Tange International Co. is a major Japanese manufacturer of steel tubing for bicycle frames, established before 1920.

They are a rival to the British-based tubing manufacturer Reynolds. Where the de facto standard of bicycle tubing from European bike boom bikes is Reynolds steel, the Japanese de facto standard is Tange. They were also found throughout the 1980s on many higher-quality far eastern-produced bikes because of the higher cost of Reynolds steel.

Tange moved its production to Taiwan.

== History ==
Tange was founded in Sakai, Osaka in 1920 by Yasujiro Tange.

Tange first produced forks and frame tubes of Crome Molydaen. In 1950 Tange moved its facilities to Sakai City, Osaka. In 1958 the company received JIS (Japanese Industrial Standard) certification.

From 1974 Tange started the production of frame components for seat stays, chain stays, dropouts, lugs and headsets. During the period for CrMo bikes, for road racing, and moreover BMX and MTB, Tange was used by the biggest bikes brands, as well as bespoke frame builders.

Tange still produces high-quality frame tubing to compete with companies like Reynolds and Columbus; however, they only produce chromoly steel nowadays instead of mangaloy steel. Their current tubing range consists of four tiers: Tange Chromo, Infinity, Prestige and Ultimate.

Soma have been using Tange Prestige tubes since 2007, and the first non-Italian tube to be used by Pinarello was Tange Prestige. The British bicycle manufacturer Charge also uses a variety of Tange tubing for their steel frames.
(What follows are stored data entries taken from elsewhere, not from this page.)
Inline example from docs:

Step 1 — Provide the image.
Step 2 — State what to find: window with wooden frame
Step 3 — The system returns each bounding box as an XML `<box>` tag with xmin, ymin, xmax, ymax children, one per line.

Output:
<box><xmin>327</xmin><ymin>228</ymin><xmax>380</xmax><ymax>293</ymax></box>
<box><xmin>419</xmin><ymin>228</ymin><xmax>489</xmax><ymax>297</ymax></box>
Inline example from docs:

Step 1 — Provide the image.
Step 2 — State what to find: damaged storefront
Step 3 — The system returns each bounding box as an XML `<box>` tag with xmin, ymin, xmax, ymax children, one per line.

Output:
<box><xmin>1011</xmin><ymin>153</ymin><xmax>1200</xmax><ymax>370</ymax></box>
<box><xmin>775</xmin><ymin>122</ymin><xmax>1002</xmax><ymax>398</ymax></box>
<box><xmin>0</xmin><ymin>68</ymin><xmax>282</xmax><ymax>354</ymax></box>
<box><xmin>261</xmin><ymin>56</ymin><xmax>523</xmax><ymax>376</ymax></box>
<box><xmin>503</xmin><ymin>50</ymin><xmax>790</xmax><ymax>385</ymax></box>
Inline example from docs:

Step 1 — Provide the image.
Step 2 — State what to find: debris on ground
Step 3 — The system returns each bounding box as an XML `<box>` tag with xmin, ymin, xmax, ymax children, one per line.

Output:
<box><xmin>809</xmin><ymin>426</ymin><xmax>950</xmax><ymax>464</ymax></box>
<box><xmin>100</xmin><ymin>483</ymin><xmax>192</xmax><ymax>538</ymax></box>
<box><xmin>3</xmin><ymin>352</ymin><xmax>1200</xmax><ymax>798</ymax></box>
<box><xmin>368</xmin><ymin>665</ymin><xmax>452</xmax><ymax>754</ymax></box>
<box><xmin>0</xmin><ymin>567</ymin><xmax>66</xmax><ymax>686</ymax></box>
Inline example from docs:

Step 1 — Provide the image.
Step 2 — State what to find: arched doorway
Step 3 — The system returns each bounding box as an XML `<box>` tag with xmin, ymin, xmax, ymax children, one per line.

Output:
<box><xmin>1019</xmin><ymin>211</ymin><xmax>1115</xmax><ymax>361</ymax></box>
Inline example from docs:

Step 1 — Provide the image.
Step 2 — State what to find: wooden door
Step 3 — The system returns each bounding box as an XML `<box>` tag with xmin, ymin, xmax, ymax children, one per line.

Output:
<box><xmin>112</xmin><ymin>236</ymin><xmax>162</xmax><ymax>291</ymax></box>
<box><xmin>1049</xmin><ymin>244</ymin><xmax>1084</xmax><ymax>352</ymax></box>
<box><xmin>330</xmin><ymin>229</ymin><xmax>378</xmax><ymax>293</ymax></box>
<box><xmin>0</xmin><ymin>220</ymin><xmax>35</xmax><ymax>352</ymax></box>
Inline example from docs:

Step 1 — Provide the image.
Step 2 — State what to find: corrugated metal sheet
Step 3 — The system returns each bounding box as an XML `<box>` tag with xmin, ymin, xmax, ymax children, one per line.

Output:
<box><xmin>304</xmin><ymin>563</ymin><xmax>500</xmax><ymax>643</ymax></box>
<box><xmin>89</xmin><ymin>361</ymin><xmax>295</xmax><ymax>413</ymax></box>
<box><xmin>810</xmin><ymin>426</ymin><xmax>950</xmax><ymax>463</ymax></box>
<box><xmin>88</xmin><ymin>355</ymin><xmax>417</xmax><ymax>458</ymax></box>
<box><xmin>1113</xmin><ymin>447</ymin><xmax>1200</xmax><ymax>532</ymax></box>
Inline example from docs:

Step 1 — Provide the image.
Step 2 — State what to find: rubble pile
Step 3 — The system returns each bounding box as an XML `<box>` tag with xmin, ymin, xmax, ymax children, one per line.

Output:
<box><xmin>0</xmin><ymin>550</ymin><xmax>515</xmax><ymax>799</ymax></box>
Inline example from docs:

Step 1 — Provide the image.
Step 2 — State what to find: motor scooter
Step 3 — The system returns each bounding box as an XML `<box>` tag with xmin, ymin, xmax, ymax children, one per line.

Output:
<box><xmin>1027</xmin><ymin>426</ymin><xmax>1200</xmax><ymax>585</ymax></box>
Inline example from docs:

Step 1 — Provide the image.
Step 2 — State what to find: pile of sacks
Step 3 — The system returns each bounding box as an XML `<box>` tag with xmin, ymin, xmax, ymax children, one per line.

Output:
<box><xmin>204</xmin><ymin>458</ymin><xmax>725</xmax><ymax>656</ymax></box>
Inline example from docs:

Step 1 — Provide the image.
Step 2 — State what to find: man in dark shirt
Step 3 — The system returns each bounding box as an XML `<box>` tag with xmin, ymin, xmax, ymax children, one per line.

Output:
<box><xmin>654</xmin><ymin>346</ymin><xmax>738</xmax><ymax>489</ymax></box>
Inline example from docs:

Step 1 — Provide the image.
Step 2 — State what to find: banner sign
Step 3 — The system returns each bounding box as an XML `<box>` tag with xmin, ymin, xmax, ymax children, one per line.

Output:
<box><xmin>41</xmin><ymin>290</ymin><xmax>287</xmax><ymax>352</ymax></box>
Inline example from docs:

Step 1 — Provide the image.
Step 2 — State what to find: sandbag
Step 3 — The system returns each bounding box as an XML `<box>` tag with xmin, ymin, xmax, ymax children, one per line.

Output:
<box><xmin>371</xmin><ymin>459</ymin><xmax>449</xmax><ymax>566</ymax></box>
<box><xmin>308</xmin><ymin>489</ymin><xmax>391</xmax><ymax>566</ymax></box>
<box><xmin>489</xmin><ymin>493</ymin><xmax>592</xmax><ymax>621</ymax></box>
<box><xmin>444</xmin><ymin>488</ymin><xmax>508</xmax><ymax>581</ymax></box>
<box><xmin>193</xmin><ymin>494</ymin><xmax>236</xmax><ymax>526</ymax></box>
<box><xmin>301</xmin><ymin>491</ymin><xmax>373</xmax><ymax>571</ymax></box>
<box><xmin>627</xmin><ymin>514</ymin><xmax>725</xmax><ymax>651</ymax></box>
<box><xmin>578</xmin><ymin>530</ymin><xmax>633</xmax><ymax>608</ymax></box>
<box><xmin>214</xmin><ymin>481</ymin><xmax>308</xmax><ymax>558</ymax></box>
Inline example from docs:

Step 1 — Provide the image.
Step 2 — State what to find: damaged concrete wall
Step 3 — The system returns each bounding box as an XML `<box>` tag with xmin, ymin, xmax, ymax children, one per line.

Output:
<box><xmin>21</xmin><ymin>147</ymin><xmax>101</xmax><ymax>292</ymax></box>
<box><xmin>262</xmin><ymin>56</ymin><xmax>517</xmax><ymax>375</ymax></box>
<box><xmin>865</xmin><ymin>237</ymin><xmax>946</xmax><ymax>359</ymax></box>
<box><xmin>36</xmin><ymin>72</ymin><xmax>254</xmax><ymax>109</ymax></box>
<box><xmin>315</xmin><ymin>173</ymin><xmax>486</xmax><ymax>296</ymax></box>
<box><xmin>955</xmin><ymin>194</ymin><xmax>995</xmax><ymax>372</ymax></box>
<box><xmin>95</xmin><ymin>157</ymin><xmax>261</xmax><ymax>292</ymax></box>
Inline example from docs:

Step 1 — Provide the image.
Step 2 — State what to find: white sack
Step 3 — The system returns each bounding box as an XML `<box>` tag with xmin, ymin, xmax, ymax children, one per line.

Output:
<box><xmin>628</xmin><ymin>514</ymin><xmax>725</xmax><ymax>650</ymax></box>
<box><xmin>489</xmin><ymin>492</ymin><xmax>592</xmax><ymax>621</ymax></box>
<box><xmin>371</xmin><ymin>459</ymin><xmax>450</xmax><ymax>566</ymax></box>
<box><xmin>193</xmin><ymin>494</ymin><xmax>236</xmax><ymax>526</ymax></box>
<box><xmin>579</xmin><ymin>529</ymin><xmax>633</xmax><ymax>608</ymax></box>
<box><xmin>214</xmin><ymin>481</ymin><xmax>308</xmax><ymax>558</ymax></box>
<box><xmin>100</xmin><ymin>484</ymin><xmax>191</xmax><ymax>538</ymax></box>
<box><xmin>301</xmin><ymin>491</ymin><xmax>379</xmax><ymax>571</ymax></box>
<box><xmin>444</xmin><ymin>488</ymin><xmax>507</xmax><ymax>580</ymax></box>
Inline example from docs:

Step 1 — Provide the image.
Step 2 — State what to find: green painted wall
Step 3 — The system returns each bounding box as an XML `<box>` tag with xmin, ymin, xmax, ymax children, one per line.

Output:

In 2015 Tange launched its own bike brand: YASUJIRO.

== Products ==
The representative model of the Tange company is Prestige, which appeared in 1984. It is according to frame builder lightweight, has a high tensile strength, and unique spring feeling. In addition, the Champion series NO1 and NO2 were also standard, and were preferred for standard road bikes and touring bikes. The ultra-lightweight pipe Ultimate and slim Slender have been added.